Kinodoku: Kritisches Porträt von Jean Ziegler
Er war Chauffeur von Che Guevara, Mitglied der Jugendsektion der Kommunistischen Partei Frankreichs im Umfeld von Jean-Paul Sartre und später Abgeordneter im Schweizer Nationalrat. Man kennt Jean Ziegler als streitbaren Buchautor und als Sonderberichterstatter für das Recht auf Nahrung in den Strukturen der UNO, wo er, wie er selbst sagt, die „subversive Integration in die Institutionen“ angetreten hat.
Nun gibt es zum ersten Mal ein umfassendes filmisches Portrait des Schweizer Soziologen und Bestsellerautors. Der Filmemacher Nicolas Wadimoff hat Ziegler auf zahlreichen Reisen begleitet und ein einfühlsames, aber auch kritisches Porträt von Ziegler vorgelegt. Gestern wurde es im ausverkauften Gartenbaukino präsentiert. 700 Personen waren anwesend, nach der Vorführung führte Lisa Mittendrein von ATTAC ein Gespräch mit Ziegler.

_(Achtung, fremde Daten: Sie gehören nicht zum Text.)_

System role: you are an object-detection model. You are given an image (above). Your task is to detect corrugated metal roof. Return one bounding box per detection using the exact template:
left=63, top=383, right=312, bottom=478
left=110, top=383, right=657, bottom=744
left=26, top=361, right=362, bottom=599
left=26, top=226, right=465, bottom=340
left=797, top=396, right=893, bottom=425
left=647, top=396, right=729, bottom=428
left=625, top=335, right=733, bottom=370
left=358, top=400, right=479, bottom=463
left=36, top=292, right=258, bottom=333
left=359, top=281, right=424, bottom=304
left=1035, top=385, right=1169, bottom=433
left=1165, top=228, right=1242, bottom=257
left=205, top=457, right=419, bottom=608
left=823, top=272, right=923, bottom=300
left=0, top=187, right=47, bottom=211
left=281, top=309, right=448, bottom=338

Revolutionäre gehen nicht in Pension
Trotz seines hohen Alters hat Ziegler in diesem Frühjahr ein weiteres Buch veröffentlicht. Es trägt den Titel „Der schmale Grat der Hoffnung“. Ziegler will es nicht als Memoiren verstanden wissen - „das tönt zu sehr nach Tod“ -, sondern als eine „Pause am Wegesrand“. Seit dem Erscheinen des Buches und des Filmes von Wadimoff ist Ziegler nun wieder unermüdlich unterwegs, um die kapitalistische Weltordnung einer Grundsatzkritik zu unterziehen.

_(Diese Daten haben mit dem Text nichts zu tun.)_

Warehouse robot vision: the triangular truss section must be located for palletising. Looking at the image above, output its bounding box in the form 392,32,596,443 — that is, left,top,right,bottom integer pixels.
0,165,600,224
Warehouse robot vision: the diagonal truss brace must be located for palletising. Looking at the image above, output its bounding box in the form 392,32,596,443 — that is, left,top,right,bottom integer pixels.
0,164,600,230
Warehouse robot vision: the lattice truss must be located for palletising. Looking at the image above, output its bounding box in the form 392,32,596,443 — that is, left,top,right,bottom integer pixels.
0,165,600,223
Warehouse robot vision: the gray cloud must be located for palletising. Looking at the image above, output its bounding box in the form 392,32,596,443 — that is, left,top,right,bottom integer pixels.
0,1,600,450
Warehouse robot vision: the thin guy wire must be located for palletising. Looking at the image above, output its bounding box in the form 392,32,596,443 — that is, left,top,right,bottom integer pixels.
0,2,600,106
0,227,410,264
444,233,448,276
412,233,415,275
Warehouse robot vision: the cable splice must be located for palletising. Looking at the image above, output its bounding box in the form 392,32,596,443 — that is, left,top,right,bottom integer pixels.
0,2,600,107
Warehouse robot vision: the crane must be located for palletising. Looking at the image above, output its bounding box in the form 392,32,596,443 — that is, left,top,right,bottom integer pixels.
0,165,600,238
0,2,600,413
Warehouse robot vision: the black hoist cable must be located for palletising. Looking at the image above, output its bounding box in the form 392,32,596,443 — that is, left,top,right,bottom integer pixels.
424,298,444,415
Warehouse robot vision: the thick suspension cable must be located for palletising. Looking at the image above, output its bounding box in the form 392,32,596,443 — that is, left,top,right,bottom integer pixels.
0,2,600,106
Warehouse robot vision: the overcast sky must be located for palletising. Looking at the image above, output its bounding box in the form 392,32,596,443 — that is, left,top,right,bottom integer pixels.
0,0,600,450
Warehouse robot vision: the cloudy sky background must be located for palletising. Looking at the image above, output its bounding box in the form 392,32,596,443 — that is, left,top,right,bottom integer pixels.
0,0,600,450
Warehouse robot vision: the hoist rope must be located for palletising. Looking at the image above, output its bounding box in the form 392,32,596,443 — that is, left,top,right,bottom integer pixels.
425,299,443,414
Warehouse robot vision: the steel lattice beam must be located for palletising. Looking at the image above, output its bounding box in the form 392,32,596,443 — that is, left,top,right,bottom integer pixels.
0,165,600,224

Doch das filmische Porträt, das ab 2. Juni in den österreichische Kinos läuft, hält selbst für eingefleischte Ziegler-Fans einige Überraschungen auf Lager: Regisseur Wadimoff, bekennender Anarchist, fordert den Protagonisten im Film im Zuge der zahlreichen Dialoge heraus. Seine kritischen Fragen zwingen den eingefleischten Marxisten Ziegler, auch über seine Widersprüche und Zweifel zu sprechen – das macht den Film sehenswert und spannend.

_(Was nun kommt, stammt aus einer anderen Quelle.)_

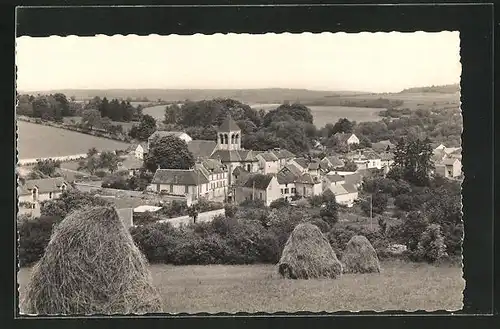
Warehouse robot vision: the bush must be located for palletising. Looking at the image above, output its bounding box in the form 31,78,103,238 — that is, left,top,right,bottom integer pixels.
269,198,290,209
415,224,446,263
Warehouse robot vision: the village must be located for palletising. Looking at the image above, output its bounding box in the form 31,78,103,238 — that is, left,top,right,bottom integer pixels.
19,111,462,227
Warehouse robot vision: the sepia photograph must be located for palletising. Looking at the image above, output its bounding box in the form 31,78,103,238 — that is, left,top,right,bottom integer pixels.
15,31,465,315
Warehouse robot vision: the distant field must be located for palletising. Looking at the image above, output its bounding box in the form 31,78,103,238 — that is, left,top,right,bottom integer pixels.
142,104,383,127
17,121,129,159
18,261,464,313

Von Genf über Havanna nach New York
Wadimoff begleitet Ziegler in die Konferenzsäle der UNO, laut Ziegler „eine erbarmungslose Welt“, in der es oftmals schwierig ist, Verbündete im Kampf gegen den weltweiten Hunger zu finden. Die Reise führt ihn nach München, zu den Protesten gegen den Gipfel der G-7, wo Ziegler als charismatischer Redner auftritt. Der Film folgt ihm und seiner Frau Erica nach Kuba, in Fernsehstudios in Havanna sowie zu sozialistischen Agrargenossenschaften.
Der Titel des Filmes ist an ein Zitat des italienischen Philosophen Antonio Gramsci angelehnt. Dieser sprach einst vom Pessimismus des Intellekts, dem der Optimismus des Willens gegenüberstehen müsse. Denn selbst wenn die Chancen für das Erreichen einer Welt ohne Ausbeutung und Unterdrückung schlecht stehen mögen, sei es dennoch von entscheidender Bedeutung, die individuelle und kollektive Hoffnung aufrechtzuerhalten, dass eine gerechte Welt möglich ist. Für diese Haltung steht Ziegler wie kaum ein anderer – daran lässt der Film keine Zweifel.